Building Towards an Open Future

At Mandala Tech, we are trying to optimize for the future we believe is coming, and that vision is clear to us. We see a world where commerce is open, where user-level friction is abstracted away, and where AI-first flows become the default way people interact with markets. That is the future we are building toward.

Books Mandala has been both our testbed and our proof of concept. It taught us what it takes to build trust without reliable infrastructure, how to serve readers in multiple languages, and how to stay close to people even when the systems around us fall short. It also showed us why the next step must be opening up our systems, so that AI agents and other builders can begin to participate directly in the ecosystem we are shaping.

This is why we have launched our open APIs as a deliberate first step toward the future we are working to build. They are available for builders to tinker with, and for AI agents to retrieve data from without validation. This is not a side project. It is part of our ethos. We believe the future of e-commerce, in Nepal and beyond, depends on making these building blocks accessible so that innovation can spread beyond any single company.

We are also preparing to share the Books Mandala MCP so that other builders can leverage it to design agentic flows. Our intention is to work closely with payment providers, logistics companies, and other stakeholders to develop a stack that reflects the future we are headed toward. This stack should not only benefit us, but the entire ecosystem. It should empower the next generation of builders, entrepreneurs, and enthusiasts in Nepal who are imagining new ways to create, sell, and serve.

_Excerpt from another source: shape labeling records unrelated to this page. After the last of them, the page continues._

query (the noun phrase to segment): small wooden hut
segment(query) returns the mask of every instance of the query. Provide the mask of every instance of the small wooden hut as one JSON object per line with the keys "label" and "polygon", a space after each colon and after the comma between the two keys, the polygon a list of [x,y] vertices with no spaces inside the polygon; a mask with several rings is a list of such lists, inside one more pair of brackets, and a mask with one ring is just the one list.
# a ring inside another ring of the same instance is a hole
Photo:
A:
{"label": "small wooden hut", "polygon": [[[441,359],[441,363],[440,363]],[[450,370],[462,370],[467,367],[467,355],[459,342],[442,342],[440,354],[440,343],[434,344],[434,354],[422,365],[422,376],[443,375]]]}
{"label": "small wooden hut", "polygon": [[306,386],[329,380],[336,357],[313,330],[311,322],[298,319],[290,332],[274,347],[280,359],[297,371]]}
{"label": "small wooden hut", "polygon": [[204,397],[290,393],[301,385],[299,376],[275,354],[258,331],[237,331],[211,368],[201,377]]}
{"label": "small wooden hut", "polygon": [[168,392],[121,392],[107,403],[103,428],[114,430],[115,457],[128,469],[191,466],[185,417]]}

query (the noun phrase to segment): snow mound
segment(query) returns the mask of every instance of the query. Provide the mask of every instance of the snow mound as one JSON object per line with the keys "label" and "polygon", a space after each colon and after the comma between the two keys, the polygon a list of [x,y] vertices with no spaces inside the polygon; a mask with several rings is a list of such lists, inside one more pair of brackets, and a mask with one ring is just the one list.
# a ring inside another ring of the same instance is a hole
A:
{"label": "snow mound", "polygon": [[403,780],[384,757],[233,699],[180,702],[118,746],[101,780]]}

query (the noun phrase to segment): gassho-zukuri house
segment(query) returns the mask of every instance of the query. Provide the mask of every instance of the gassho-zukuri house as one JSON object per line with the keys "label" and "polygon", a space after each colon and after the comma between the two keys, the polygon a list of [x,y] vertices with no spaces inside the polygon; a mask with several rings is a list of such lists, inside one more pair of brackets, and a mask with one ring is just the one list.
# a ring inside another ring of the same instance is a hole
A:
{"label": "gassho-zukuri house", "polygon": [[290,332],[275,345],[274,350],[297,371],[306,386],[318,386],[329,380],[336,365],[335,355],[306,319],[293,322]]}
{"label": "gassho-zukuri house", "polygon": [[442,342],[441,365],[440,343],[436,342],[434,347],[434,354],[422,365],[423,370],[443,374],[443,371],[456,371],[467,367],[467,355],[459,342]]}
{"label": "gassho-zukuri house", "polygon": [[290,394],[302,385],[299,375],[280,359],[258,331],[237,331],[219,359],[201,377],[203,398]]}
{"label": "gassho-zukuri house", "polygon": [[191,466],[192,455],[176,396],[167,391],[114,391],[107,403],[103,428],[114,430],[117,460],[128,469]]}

This is what open commerce means to us: not closed systems where value is captured by the few, but open rails that grow the pie for everyone.

A Closing Reflection

Like I mentioned earlier, commerce has always been one of humanity’s oldest rituals. But as it moves deeper online, we are faced with a question that is bigger than technology: what kind of systems do we want to build?

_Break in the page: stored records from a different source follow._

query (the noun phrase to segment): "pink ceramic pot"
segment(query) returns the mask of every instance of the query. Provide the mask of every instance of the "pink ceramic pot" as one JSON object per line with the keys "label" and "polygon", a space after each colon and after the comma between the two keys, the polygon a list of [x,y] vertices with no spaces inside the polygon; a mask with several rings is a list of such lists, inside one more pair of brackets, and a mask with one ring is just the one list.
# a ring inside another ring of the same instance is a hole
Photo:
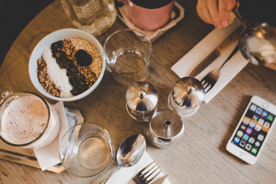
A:
{"label": "pink ceramic pot", "polygon": [[165,24],[170,19],[174,0],[160,7],[149,9],[139,6],[130,0],[118,0],[127,5],[129,19],[137,26],[148,30],[156,30]]}

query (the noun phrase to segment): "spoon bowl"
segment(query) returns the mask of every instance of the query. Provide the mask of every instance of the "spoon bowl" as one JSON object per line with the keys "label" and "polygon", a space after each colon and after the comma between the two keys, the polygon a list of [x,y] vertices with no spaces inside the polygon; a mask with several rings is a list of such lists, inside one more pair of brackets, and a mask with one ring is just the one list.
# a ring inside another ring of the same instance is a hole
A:
{"label": "spoon bowl", "polygon": [[122,167],[135,165],[142,157],[146,149],[146,141],[142,135],[135,134],[127,138],[120,145],[117,152],[118,165],[101,184],[105,183],[112,175]]}
{"label": "spoon bowl", "polygon": [[255,65],[276,61],[276,28],[266,23],[253,23],[243,31],[239,47],[243,56]]}

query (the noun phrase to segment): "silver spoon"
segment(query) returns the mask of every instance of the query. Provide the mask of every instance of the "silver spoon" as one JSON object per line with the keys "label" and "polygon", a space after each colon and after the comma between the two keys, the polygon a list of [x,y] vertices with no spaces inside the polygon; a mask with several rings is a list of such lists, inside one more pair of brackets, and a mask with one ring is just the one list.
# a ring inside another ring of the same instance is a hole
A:
{"label": "silver spoon", "polygon": [[271,65],[276,65],[276,28],[266,23],[249,23],[237,5],[232,11],[244,27],[238,44],[243,56],[253,64],[275,68],[276,66]]}
{"label": "silver spoon", "polygon": [[276,28],[253,23],[242,32],[239,47],[243,56],[255,65],[276,64]]}
{"label": "silver spoon", "polygon": [[146,141],[142,135],[135,134],[127,138],[121,144],[117,152],[118,165],[101,184],[105,183],[112,175],[122,167],[131,167],[137,164],[145,149]]}

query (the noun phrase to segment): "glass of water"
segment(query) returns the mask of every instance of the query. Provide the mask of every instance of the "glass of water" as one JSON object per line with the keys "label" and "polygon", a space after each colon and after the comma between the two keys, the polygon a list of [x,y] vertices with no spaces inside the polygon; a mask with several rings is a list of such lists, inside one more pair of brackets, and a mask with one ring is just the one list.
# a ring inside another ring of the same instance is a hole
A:
{"label": "glass of water", "polygon": [[60,158],[68,172],[82,177],[101,172],[114,160],[115,150],[108,133],[93,123],[77,124],[70,128],[60,145]]}
{"label": "glass of water", "polygon": [[126,86],[145,80],[152,54],[150,40],[134,30],[115,32],[108,38],[103,45],[104,59],[112,76]]}

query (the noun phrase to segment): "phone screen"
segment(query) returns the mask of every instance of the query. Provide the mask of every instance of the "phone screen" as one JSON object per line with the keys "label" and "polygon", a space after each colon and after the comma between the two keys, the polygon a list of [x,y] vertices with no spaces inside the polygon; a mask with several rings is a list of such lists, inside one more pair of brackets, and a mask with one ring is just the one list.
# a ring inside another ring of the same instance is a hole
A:
{"label": "phone screen", "polygon": [[256,156],[275,116],[251,103],[232,143]]}

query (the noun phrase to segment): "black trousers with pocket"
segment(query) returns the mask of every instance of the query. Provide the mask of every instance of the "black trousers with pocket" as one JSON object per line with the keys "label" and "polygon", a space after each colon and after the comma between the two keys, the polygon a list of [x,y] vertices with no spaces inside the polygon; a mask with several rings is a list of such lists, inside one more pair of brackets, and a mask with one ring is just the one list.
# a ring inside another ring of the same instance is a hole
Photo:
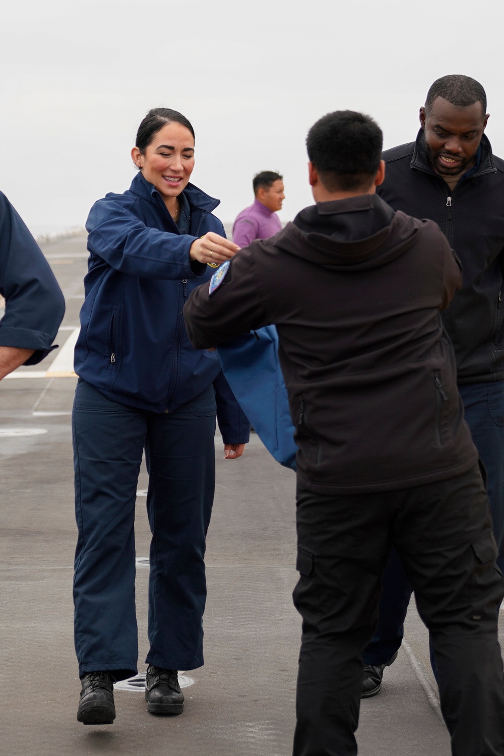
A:
{"label": "black trousers with pocket", "polygon": [[362,652],[395,546],[428,627],[453,756],[504,754],[504,580],[478,467],[400,491],[297,494],[302,617],[294,756],[354,756]]}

Will commerce be guided only by efficiency and profit, or can it be shaped around trust, accessibility, and openness? Can we imagine a future where AI and automation reduce friction without reducing choice? Where technology doesn’t lock people in, but opens doors wider for everyone; readers, creators, small businesses, and communities alike?

At Books Mandala and Mandala Tech, we have only just begun to experiment with these questions. Our work has never been only about selling books or writing software. It has been about testing, in small but meaningful ways, whether commerce can feel more human, more transparent, and more inclusive.

I don’t claim to have the answers. But I believe the answers will come from conversation, and from collaboration. So I want to leave you with this: what do you think the future of commerce should look like?

If you are a reader, a builder, an entrepreneur, or a potential partner who has been thinking along similar lines, I would love to hear from you. Let’s explore how we can create systems that do not just benefit one company or another, but serve as a public good. Systems that make e-commerce in Nepal easier, more accessible, and closer to the utopian dream of open commerce that I hold on to.

I would love your thoughts, your reflections, and your collaboration.

Together, we can build something better, not just for ourselves, but for everyone.